Laser Based Assembly of Ultra Fine Pitch Bumped ICs For Chip-on-Chip Proximity Coupled Applications

摘要

This paper describes a process flow for creating ultra-fine-pitch solder interconnects between stacked die. The application for this die stack is Proximity Communication (PxC). Tight geometric control of both the bumping and assembly processes are required in all three dimensions, x-y-z, to enable efficient capacitance communication between the die. The test vehicle for this program consists of a bridged-stack design, where one chip is used as communication link (bridge) between two other die (island). The solder bumps perform several critical functions in this application: 1) provide for electrical transmission of power, ground, and low frequency signals between chips, 2) create precise x-y alignment between the stacked die which allows for good overlap of the non-bumped pads which are used for proximity coupled data transmission between die, and 3) provide for a narrow and tightly controlled standoff distance between stacked die to enable efficient capacitive coupling.
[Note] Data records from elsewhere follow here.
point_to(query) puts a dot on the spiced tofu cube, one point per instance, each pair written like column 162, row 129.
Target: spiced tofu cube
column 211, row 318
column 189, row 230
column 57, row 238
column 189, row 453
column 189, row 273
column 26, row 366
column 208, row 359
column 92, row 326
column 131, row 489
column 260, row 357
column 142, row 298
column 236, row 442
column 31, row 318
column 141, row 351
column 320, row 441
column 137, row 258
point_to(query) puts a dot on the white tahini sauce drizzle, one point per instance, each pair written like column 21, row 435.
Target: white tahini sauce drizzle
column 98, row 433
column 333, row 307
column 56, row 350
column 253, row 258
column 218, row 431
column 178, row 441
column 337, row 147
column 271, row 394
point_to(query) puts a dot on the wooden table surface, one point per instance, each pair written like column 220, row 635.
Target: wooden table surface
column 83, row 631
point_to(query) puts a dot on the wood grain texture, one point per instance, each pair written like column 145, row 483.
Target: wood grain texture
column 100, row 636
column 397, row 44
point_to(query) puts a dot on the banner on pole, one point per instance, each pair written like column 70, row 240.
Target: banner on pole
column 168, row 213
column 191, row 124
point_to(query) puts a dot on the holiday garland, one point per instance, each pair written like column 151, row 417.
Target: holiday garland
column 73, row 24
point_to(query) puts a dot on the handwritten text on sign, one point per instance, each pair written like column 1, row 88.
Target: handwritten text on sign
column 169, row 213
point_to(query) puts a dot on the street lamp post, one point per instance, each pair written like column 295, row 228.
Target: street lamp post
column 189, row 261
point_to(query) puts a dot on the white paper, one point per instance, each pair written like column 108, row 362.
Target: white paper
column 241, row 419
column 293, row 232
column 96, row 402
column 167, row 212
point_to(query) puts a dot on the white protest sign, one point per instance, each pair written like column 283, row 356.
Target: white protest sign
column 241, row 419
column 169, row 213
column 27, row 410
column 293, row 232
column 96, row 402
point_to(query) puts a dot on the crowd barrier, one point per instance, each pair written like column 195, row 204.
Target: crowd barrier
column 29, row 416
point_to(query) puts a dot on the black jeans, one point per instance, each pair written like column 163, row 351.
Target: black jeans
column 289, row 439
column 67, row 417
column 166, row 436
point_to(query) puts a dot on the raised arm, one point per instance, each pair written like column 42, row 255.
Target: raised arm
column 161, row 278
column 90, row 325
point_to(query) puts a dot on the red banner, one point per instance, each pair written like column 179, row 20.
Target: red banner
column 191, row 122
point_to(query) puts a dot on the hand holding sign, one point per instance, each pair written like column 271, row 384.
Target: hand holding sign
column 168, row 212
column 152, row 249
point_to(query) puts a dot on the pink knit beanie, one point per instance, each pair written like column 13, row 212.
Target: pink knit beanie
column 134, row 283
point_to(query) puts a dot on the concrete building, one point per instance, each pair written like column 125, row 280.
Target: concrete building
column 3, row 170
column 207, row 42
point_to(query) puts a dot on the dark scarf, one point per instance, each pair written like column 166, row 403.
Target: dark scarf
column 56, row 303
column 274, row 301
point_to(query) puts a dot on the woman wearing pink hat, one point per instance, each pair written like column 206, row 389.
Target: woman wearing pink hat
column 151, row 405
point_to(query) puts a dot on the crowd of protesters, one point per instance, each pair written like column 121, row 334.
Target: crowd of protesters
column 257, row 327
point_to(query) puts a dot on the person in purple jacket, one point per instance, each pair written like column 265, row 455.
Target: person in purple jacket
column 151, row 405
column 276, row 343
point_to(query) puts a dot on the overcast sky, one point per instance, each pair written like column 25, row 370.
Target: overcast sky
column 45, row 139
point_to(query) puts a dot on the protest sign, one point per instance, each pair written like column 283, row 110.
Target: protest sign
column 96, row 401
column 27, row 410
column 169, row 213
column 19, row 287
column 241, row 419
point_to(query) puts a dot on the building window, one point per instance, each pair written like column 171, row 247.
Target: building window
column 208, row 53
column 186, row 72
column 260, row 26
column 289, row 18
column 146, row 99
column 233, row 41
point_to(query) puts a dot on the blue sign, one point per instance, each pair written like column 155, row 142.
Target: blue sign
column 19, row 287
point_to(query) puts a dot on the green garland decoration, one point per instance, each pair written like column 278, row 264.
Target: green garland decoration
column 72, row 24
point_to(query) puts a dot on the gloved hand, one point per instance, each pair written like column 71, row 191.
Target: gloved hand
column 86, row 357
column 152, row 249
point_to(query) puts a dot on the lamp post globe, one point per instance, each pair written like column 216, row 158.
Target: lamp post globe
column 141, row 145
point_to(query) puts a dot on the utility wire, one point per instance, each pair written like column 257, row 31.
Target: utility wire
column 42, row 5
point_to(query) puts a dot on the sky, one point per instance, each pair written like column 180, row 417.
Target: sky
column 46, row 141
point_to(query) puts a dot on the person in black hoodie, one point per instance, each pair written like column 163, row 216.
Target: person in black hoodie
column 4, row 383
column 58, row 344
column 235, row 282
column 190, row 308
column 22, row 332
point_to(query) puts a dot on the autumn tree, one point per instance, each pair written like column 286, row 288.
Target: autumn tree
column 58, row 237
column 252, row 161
The bumping process consisted of depositing an e-Ni/Au layer as the UBM (3 μm) on both the bridge and island dies, creating micro bumps of Sn (3 μm) on the bridge die, and creating a second set of flip chip sized bumps (100 μm SnAgCu) on the island die for assembly to a ceramic substrate. The bumped wafers were thinned to 150 μm, singulated, laser assembled together using the micro bumps to create a three chip unit, and then laser assembled to a ceramic substrate using the flip chip bumps. Assembly is accomplished by aligning the bumped bridge die to the corresponding unbumped island die and laser heating the micro bump area to reflow the Sn solder to form the fine pitch interconnect. The second assembly to the ceramic substrate is also accomplished using the laser heating process. This laser technology allows for highly localized heating, which allows for independent reflow and assembly of the two different solder bump regions, i.e. Sn micro-bumps and SnAgCu flip chip bumps.